Sabah erken uyandım, dışarıda kar sessizliği vardı..
Gece yatmadan önce iki gündür elimde olan Sally Rooney'in son romanı İntermezzo'ya nihayet adapte olmuş ve 66. sayfaya gelmiştim. Bir an düşündüm, kitabı elime alsam devam etsem mi? Yok hayır kalkıp dışarıya bakayım, kar yağmış mı?
Evet evet, yağmış yine. Hem bu defa sadece kaldırımlar değil, sokak da beyaz.
Gökyüzünde bulutların arasından gün aydınlanıyor ve tam başımı kaldırdığımda son dördüne yaklaşan hilal haliyle ayı görüyorum.
Ah keşke telefonum öyle silik dağınık bir ay değil de gözümün gördüğünü çekebilse...
Sabahın romantizmi sürerken ve dışarıda yarım saat güneş açıp yarım saat kar yağarken dünden mayaladığım ekmek hamurunu fırına verdim, kahvaltımı yaptım.

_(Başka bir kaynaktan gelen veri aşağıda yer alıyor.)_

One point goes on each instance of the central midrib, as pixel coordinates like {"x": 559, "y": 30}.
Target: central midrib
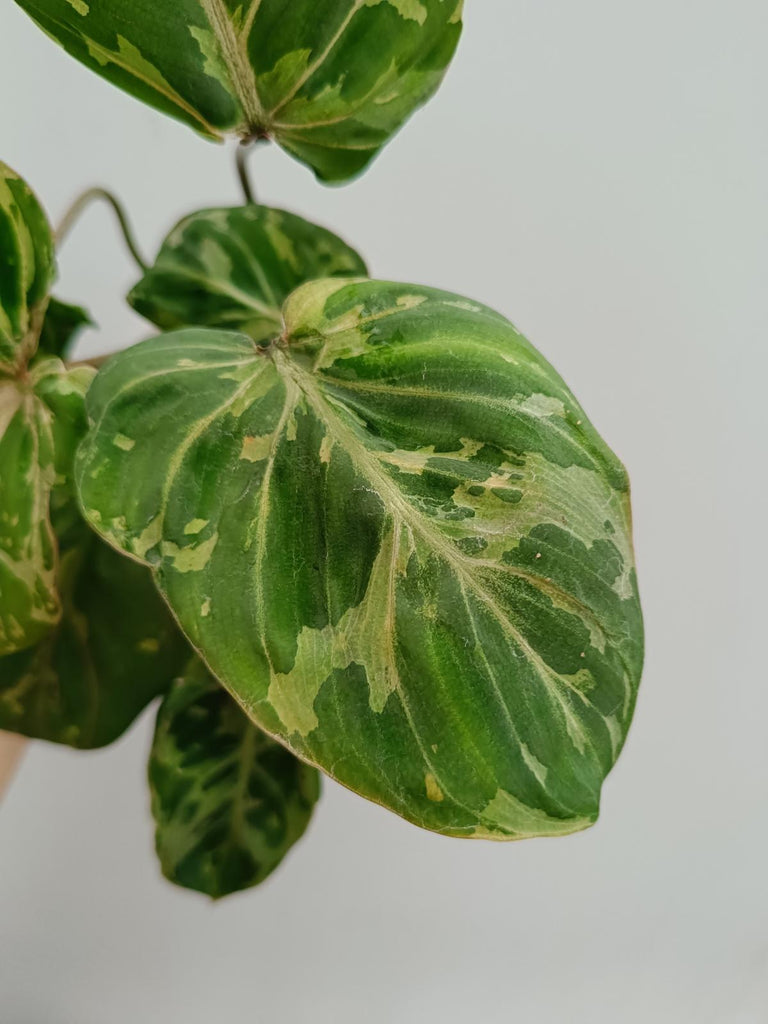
{"x": 433, "y": 538}
{"x": 236, "y": 57}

Tam elektrik süpürgesini çıkarmış ortalıkta uçuşan tozları yok etmeye başlamıştım ki, kızım geldi, anne açım dedi, anne istifini bozmadı işine devam etti, başının çaresine bak yavrum dedi.
Çiçekkız kahvatısını hazırlarken bir yandan dün akşam buluştuğu üniversite arkadaşlarıyla geceyarısı kar yağarken sokağa çıkışlarını, nasıl kartopu oynadıklarını ve eğlendiklerini anlatıyordu.
O sırada üç hafta önce iş ve şehir değiştiren abi aradı, kulak kesildik ve oğuldan gelen ev arama ve bulma çalışmalarıyla ilgili son gelişmelere dair haberleri dinledik, haydi az kaldı inşallah duacınızız dedik.
Akşamüstüne doğru sıkı giyinip sokağa çıkınca, kendimi sahilde buldum.
Sahil umduğumdan daha fazla kar almıştı, kıyıdaki kayalıkların, az ilerideki mini mendireğin üstü ve sahildeki kumların üzeri bile karlıydı.
Güneş çıktı o sırada ve sahilde yürüyenlerin yüzü güldü, sayesinde.
O karın soğuğu bize öyle bir vurdu ki, bırrr :))) Oğluna iyi şanslar diliyorum, tez zamanda istedikleri eve kavuşsunlar...
YanıtlaSilMarmara bölgesi olarak çok mutluyuz :)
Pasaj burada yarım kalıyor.